The cooling-driven strategy adopted during the summer allows to completely satisfy the demand and avoid a cooling surplus. This result justifies the absence of a CES.

Also, an EES is not essential for this system. Despite the electric surplus being available during the year, it cannot be used when needed as the electricity produced by the engine entirely covers the demand. Only during spring, a substantial amount of electric integration is necessary. However, during this season the electric surplus is not available.

4. Summary and Conclusions

A CCHP plant, based on an ICE fueled with the syngas produced via an updraft gasifier, was modeled at full and partial load and applied to three different energy users in order to perform an energy, economic and environmental analysis.
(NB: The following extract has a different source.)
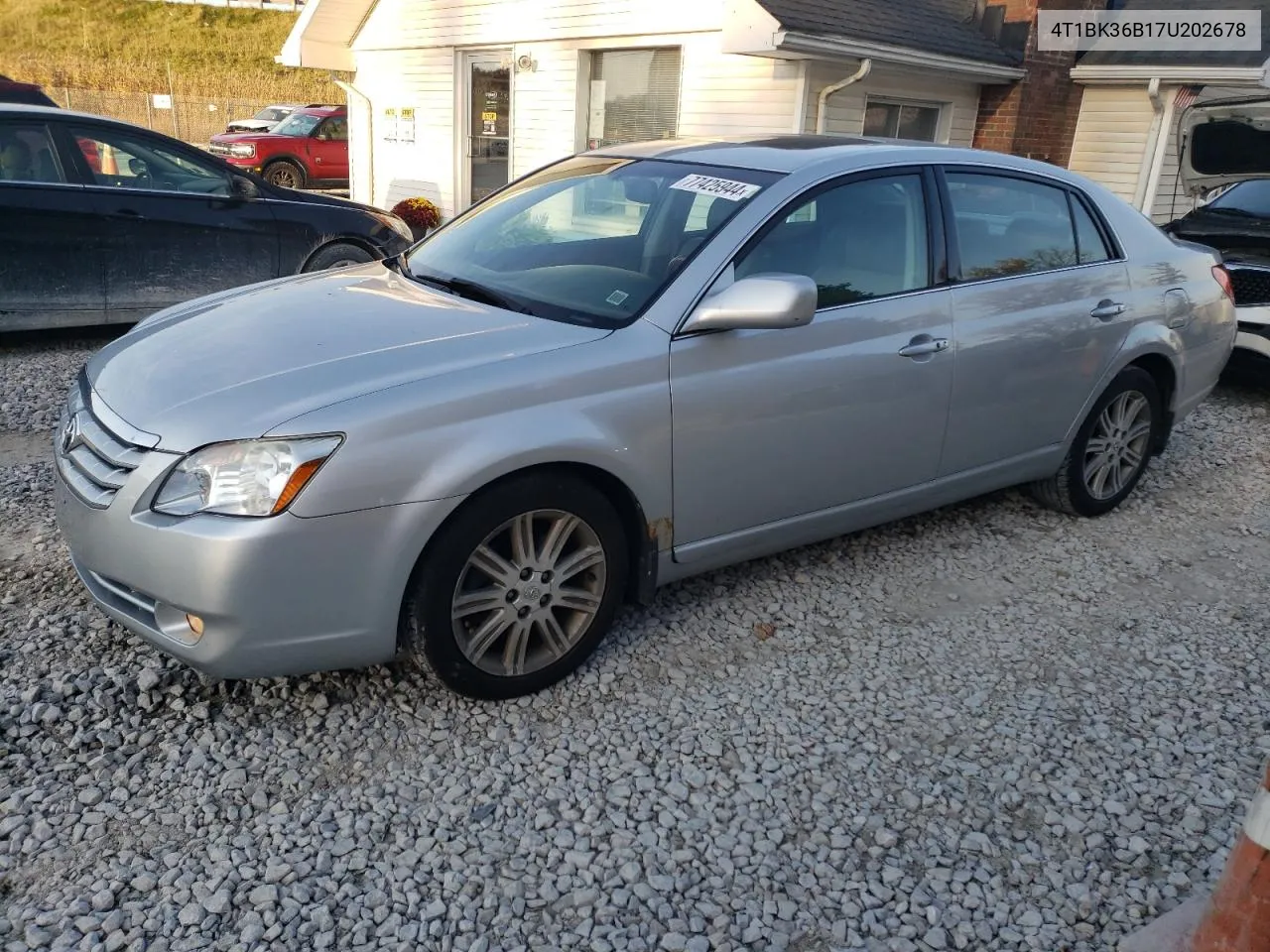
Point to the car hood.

The investigated energy users are a health center, a hotel, and a residential building, which are characterized by different thermal and electric loads.
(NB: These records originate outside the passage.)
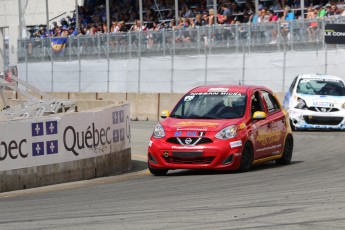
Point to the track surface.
(308, 194)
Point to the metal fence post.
(108, 64)
(79, 64)
(326, 59)
(244, 63)
(139, 61)
(284, 69)
(206, 62)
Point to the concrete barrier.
(65, 147)
(113, 163)
(144, 106)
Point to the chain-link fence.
(175, 59)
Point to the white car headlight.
(301, 104)
(228, 132)
(158, 132)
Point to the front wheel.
(158, 172)
(246, 158)
(287, 154)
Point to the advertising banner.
(62, 138)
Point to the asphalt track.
(308, 194)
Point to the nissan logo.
(188, 141)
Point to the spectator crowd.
(160, 14)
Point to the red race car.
(221, 128)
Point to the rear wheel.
(287, 154)
(246, 158)
(158, 172)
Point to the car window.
(256, 103)
(271, 102)
(292, 86)
(321, 86)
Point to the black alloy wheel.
(246, 158)
(158, 172)
(287, 154)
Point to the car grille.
(203, 140)
(316, 120)
(323, 109)
(195, 161)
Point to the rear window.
(211, 105)
(321, 86)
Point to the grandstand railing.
(258, 37)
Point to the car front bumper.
(219, 155)
(306, 119)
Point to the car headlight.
(301, 104)
(158, 132)
(228, 132)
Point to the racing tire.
(247, 157)
(158, 172)
(287, 153)
(293, 127)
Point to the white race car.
(316, 101)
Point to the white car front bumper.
(307, 119)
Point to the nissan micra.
(221, 128)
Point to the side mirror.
(165, 114)
(259, 115)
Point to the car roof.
(226, 88)
(320, 76)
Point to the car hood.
(322, 100)
(174, 124)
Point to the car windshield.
(225, 105)
(321, 86)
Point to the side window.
(293, 84)
(271, 102)
(256, 103)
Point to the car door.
(276, 125)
The following conclusions can be drawn from the performed analysis:

• From a techno-economic optimization of the CCHP system, the optimal volumes, which guarantee the lowest payback period and the highest heating and cooling from the heat pump are 15,000 m³ for both the hotel and residential users, and 11,000 m³ for the health center. By considering the current prices of electricity and natural gas, payback periods of 2.4, 2.5 and 4.1 years were determined for the health center, the hotel and the residential building, respectively;
• By following a thermal-driven strategy for each user on winter and intermediate seasons and a cooling-driven strategy for summer, an energy analysis was conducted; it was found that, on a yearly basis, the health center, which is characterized by a highly uniform thermal load, exploits the CCHP system in the optimal way as it allows for the highest thermal self-consumption rate;
• On the contrary, the residential user, which has a high degree of non-uniformity in the thermal request, shows the lowest thermal self-consumption rate, and consequently, a high electric surplus;
• The adoption of the electric heat pump helps to improve the electric self-consumption rate. In fact, for the health center, the thermal load increases from 82.9% to 92%, while for the residential building, it increases from 52.4% to 92.8%. Therefore, in the latter case, more significant improvements occur (40.4%);
• This advantage of adopting the heat pump directly correlates with CO₂ emission reduction; for the residential user, it amounts to 15.8% where heat integration is higher, and for the health center, it amounts to 1.3% when the heat pump thermal integration is the lowest, with respect to the case in which no heat pump is used.

To conclude, the analyzed biomass-based CCHP system, integrated with a heat pump, is characterized by a high percentage of energy self-consumption rate, which lowers the dependence on the electric grid, and saves fossil fuel in the auxiliary boiler. This can help to promote the diffusion of a more decentralized and flexible power generation systems based on renewable sources.